紫黄里はそのまま体育館の隅にある、自分の寝袋にやってくる。その枕元には、ノートパソコンがあった。
紫黄里は寝袋の上に座り込むと、ノートパソコンを開く。そのデスクトップの画面には、「通信不能」であるというマークがはっきり描かれていた。
(…あぁ…やっぱり…誰も助けになんか来てくれないんだ…どうしようもないんだ…!!)
紫黄里はそう思うと、そっとPCを閉じ、涙を流しながら顔を寝袋に埋めるのだった。
翌朝 7:00 白鷺女子高校 体育館
『籠城開始から3日目、食料、なし。
これから、最後の脱出作戦について、避難者全員に連絡する』
すみれは生徒会日報を書き終えると、舞台の上に立ち、目の前に座る生徒たちに話し始めた。
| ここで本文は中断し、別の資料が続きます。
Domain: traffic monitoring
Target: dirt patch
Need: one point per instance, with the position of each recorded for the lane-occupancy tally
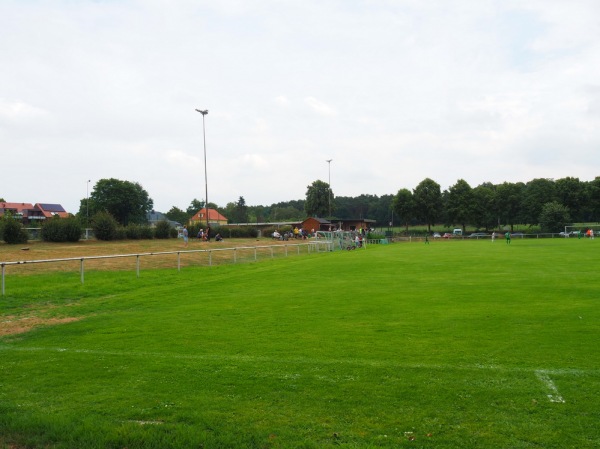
(11, 325)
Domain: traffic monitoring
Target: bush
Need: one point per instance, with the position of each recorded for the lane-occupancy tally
(13, 231)
(59, 229)
(138, 232)
(162, 230)
(147, 233)
(104, 226)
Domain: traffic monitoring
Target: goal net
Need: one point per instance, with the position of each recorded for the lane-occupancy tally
(585, 230)
(338, 240)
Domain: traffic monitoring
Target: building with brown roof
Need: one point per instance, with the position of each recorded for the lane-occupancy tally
(214, 217)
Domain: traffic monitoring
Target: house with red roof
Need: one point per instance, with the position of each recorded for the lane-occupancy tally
(28, 213)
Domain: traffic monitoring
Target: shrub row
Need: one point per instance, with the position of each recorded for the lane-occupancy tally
(105, 227)
(12, 231)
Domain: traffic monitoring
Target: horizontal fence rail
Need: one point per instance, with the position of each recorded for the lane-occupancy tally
(212, 256)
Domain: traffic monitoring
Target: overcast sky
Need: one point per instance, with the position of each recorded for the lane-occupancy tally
(393, 91)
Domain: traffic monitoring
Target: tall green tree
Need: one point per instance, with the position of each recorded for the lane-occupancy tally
(591, 209)
(459, 202)
(554, 217)
(178, 215)
(317, 199)
(484, 206)
(404, 207)
(194, 207)
(126, 201)
(509, 202)
(570, 193)
(240, 211)
(537, 192)
(428, 202)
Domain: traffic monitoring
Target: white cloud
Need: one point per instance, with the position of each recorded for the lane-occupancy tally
(319, 107)
(393, 92)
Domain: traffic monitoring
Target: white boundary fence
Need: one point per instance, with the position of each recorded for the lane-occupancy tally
(255, 251)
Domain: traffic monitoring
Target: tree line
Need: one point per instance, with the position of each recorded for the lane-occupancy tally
(547, 203)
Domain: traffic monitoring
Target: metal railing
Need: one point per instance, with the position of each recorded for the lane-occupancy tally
(214, 256)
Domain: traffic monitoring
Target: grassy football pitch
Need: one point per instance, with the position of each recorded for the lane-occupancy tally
(459, 344)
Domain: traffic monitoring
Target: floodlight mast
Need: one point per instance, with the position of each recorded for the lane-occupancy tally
(329, 162)
(204, 112)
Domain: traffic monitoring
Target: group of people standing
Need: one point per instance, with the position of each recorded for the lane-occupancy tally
(203, 235)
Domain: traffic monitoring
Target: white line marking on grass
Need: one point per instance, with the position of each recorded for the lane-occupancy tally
(542, 375)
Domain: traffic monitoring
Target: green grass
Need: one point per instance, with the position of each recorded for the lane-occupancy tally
(464, 344)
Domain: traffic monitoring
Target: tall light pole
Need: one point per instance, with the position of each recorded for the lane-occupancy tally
(87, 204)
(329, 163)
(205, 171)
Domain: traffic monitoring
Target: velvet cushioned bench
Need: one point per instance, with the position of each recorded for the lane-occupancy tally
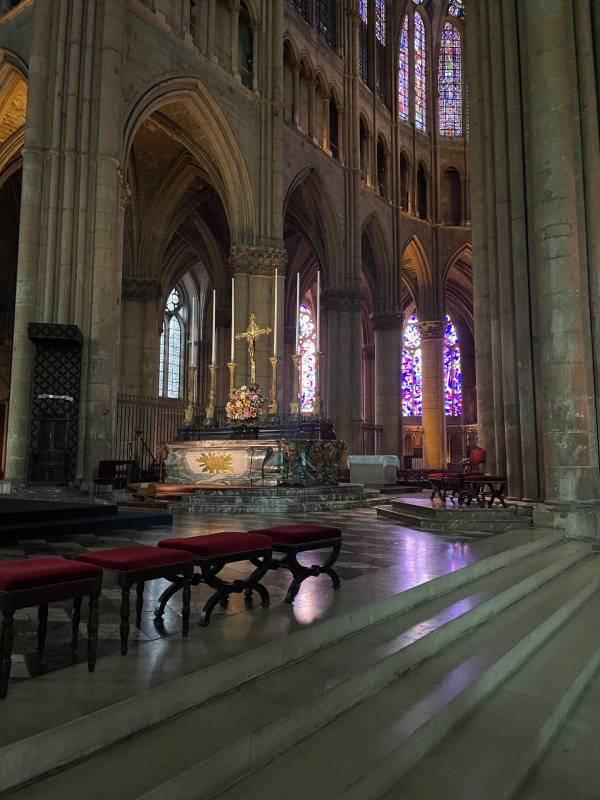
(138, 564)
(37, 582)
(211, 553)
(293, 539)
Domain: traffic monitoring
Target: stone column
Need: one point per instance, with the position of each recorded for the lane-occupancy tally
(388, 374)
(434, 415)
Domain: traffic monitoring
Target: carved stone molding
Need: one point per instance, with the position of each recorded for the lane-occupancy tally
(341, 300)
(433, 329)
(143, 290)
(386, 321)
(251, 260)
(369, 352)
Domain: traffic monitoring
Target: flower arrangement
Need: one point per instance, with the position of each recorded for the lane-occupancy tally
(246, 405)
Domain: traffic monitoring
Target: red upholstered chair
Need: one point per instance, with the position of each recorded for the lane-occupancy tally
(37, 582)
(294, 539)
(211, 553)
(138, 564)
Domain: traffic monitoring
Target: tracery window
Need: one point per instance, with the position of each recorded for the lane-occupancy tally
(308, 346)
(403, 94)
(452, 372)
(169, 376)
(450, 83)
(420, 75)
(412, 379)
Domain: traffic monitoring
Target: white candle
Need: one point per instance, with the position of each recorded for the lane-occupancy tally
(214, 354)
(318, 312)
(297, 313)
(193, 333)
(275, 324)
(232, 359)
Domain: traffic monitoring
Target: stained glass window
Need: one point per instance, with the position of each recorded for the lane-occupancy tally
(456, 8)
(412, 381)
(403, 112)
(420, 75)
(452, 372)
(308, 346)
(450, 83)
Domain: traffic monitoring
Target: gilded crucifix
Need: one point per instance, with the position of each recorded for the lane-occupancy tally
(251, 335)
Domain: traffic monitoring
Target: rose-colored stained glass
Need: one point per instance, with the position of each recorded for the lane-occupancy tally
(412, 380)
(452, 372)
(420, 75)
(403, 110)
(450, 82)
(308, 346)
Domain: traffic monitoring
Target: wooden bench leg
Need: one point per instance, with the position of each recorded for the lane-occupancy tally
(6, 642)
(42, 626)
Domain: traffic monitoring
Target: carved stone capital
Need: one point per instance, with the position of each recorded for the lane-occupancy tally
(369, 352)
(432, 329)
(251, 260)
(386, 321)
(341, 300)
(143, 290)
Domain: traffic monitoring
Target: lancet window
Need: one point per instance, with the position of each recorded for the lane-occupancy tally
(308, 347)
(169, 377)
(450, 83)
(452, 372)
(412, 379)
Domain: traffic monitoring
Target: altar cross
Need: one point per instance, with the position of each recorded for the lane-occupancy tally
(251, 334)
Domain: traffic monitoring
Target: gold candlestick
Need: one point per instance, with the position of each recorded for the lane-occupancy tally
(317, 412)
(209, 421)
(232, 365)
(190, 420)
(295, 416)
(273, 416)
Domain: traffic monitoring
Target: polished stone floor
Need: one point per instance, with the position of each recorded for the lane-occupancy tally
(370, 544)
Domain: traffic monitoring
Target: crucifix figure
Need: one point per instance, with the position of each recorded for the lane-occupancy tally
(251, 335)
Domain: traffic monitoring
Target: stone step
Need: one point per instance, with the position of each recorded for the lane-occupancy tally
(492, 754)
(244, 730)
(364, 753)
(50, 722)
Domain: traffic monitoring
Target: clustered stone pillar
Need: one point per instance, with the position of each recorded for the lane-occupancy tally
(434, 412)
(388, 388)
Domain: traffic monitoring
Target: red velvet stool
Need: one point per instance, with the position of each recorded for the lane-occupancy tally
(138, 564)
(37, 582)
(211, 553)
(294, 539)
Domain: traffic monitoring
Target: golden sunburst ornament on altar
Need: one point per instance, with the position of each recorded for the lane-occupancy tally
(215, 463)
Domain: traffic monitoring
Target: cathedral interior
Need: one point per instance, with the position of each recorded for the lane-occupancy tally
(346, 252)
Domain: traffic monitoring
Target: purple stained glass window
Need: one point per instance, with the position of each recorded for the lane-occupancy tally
(412, 381)
(420, 75)
(308, 346)
(452, 372)
(450, 83)
(403, 112)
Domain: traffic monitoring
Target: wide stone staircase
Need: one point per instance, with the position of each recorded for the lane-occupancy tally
(454, 688)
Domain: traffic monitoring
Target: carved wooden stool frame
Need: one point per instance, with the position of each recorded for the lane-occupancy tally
(40, 596)
(127, 578)
(210, 567)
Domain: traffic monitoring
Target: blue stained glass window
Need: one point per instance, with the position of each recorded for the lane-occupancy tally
(403, 111)
(420, 75)
(412, 380)
(308, 346)
(450, 83)
(452, 372)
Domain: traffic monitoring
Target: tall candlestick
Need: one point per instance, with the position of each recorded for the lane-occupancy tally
(275, 325)
(193, 334)
(318, 311)
(297, 313)
(214, 352)
(232, 320)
「このあと8時から脱出作戦を行います。みなさんを誘導するのは翡翠、市子、柳生の3名です。裏門から脱出し、近くにある白鷺大学に避難します。裏門から脱出する際に今建てている岩のバリケードのほとんどを撤去する必要があり、脱出の瞬間悪魔に包囲される可能性が高いです。したがって、迅速な行動をお願いします」
すみれは淡々と作戦を説明する。人々がざわついたのを聞きながら、すみれは舞台を降り、舞台裏の望、心愛、紫黄里の3人のもとにやってきた。
「…私の能力で作ったバリケードだけど、最初に校庭の方を開けるから、悪魔が殺到すると思う」
「わかってる…みんなをお願い」
望から短くいわれると、すみれは他の3人に言う。その場にいた4人は、お互いに顔を見合うと、頷き合った。
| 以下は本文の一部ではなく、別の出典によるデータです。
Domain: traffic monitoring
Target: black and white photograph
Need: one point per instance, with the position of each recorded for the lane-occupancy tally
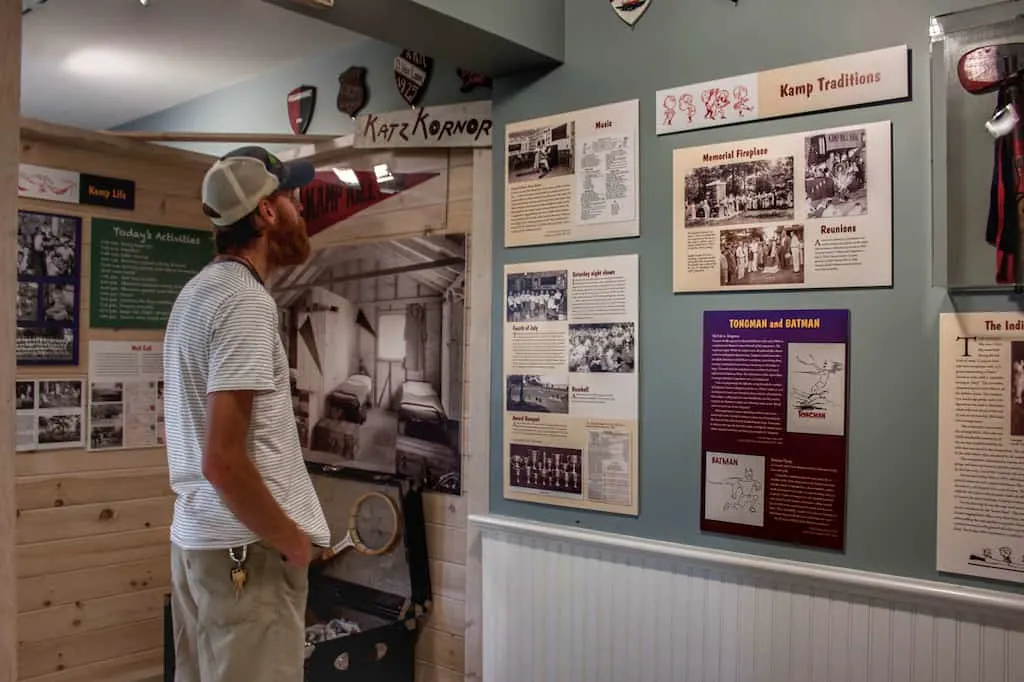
(739, 193)
(28, 302)
(59, 394)
(25, 395)
(47, 245)
(48, 255)
(546, 468)
(59, 429)
(108, 391)
(544, 153)
(58, 302)
(46, 345)
(377, 358)
(527, 392)
(538, 297)
(762, 256)
(107, 436)
(836, 174)
(604, 347)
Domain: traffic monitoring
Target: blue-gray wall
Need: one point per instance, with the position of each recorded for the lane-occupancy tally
(259, 105)
(891, 505)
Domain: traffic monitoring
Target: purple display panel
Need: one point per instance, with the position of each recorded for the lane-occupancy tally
(774, 424)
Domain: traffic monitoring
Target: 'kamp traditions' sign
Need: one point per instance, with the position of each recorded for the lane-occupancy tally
(454, 125)
(865, 78)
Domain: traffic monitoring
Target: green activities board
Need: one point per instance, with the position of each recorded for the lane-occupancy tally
(138, 269)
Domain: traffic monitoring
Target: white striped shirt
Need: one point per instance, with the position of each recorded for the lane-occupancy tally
(221, 336)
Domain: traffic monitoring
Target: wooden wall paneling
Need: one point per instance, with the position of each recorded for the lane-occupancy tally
(10, 79)
(476, 373)
(92, 553)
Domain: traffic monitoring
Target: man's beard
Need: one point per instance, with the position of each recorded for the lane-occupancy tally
(289, 246)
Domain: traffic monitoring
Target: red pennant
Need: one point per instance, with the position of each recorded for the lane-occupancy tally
(328, 200)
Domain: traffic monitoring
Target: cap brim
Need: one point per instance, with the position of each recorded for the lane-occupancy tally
(297, 174)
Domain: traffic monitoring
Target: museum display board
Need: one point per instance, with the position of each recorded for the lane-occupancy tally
(820, 237)
(91, 477)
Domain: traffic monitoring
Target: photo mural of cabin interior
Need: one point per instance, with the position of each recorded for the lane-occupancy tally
(374, 333)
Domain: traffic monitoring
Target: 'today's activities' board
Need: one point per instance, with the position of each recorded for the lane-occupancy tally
(138, 269)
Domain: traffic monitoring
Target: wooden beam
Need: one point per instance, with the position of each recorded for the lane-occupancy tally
(243, 138)
(377, 273)
(34, 129)
(10, 88)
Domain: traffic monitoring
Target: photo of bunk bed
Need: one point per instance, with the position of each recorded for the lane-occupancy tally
(420, 408)
(350, 399)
すみれは窓の外から校庭を眺める。晴れた青空に照らされた校庭は、平和だった頃と変わらないように見えたが、すみれにとっては最後に見る景色なのだと思うと、すみれは大きく息を吐くことしかできなかった。
1時間後 8:00
「行動を開始します。みなさん、生徒会の誘導に従って動いてください」
すみれは舞台の上に立ち、全員に指示を出す。紫黄里と望が生徒たちを誘導して体育館の外へと歩かせているのを見ると、すみれはその列から少し外れながら体育館から外に出る。
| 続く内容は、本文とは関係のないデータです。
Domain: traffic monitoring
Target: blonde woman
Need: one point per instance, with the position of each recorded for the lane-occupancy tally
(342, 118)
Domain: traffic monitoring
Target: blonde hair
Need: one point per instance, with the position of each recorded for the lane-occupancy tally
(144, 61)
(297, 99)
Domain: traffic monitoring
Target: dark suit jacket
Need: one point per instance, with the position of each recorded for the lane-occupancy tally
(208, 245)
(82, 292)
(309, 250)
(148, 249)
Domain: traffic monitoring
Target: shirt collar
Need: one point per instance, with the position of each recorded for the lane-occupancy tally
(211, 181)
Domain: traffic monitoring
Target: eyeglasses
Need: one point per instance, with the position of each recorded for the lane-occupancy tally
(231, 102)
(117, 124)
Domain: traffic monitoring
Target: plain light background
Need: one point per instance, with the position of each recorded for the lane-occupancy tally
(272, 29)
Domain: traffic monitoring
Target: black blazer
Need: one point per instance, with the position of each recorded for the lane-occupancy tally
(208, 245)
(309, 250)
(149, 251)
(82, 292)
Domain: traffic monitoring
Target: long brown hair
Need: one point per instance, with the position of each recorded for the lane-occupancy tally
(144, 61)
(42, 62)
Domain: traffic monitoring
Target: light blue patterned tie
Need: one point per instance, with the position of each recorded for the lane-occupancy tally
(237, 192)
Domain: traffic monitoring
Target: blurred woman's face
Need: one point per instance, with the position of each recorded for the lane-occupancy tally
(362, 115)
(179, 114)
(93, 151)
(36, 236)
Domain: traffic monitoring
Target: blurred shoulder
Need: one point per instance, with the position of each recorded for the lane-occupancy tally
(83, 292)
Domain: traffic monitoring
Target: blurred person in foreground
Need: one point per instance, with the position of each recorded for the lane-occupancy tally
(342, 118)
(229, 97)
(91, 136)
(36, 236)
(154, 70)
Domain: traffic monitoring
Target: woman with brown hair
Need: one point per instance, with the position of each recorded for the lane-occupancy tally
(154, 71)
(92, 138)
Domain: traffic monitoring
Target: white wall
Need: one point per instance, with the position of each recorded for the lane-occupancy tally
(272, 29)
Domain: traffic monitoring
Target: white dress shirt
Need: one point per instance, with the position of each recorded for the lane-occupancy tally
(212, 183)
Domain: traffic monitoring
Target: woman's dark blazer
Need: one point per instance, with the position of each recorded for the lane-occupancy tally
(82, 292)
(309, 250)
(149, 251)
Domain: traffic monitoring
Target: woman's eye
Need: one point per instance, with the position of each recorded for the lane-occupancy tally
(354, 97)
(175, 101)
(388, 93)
渡り廊下をひとり歩き、すみれはものの数分もかからず、誰も何もいない校庭にやってきた。
「…」
すみれは天を仰ぎ、大きく息を吸う。そして覚悟を決めると、右手に霊力を集中させ、右手に斧を発現させて構えた。
(何も怖くない…責任を取るだけ…私は死んで当然なのだから…)
すみれは自責的にそう思うと、顔を上げ、正面の大岩を見つめる。その岩の向こうには、無数の悪魔がいるはずで、すみれは斧を両手で握りしめた。
永遠にも思える沈黙が流れると、突然大岩が動き出し、地面に埋もれていく。すみれには、望が霊力を使い、岩を操作しているのだということがわかった。
岩の全体がすっかり地面の中に沈み込むと、そこに群がっていた無数の悪魔たちが姿を現す。すみれの視界いっぱいに立ち並ぶ悪魔たちの姿に、すみれは思わず後ずさった。
(怖がっちゃだめ…みんなのために…時間を稼がなきゃ…少しでも多く、悪魔を倒さないと…!)
すみれはそう自分に言い聞かせる。しかし、何百を超える悪魔たちが声を上げながら迫ってくるその光景に、すみれの手足は震えて動けなくなっていた。
「コロセェエエエ!!!」
悪魔たちは声を上げると、一斉に走り出し、すみれひとりを目掛けて飛びかかる。すみれは思わず目を閉じ、下を向いた。
(役立たずで…ごめん…)
すみれは心の中で他の仲間たちに謝る。そうして、脳天に振り下ろされるであろう棍棒の衝撃を待った。
「ギャアアア!!」
次の瞬間、あたりに響いた甲高い無数の悲鳴。
聞こえるはずのないそんな声に、すみれが目を開けて顔を上げると、迫っていた悪魔たちは黒い煙に変わり、その中に、ひとり、黒いロングコートをたなびかせて立っている人間の背中があった。
「相変わらず数だけは多い。好都合だ」
「あ、あなたは…?」
右手に握った刀を振い直す、そのロングコートの男に、すみれは尋ねる。男はわずかに振り向くと、傷のついたその顔で、すみれに小さく名乗った。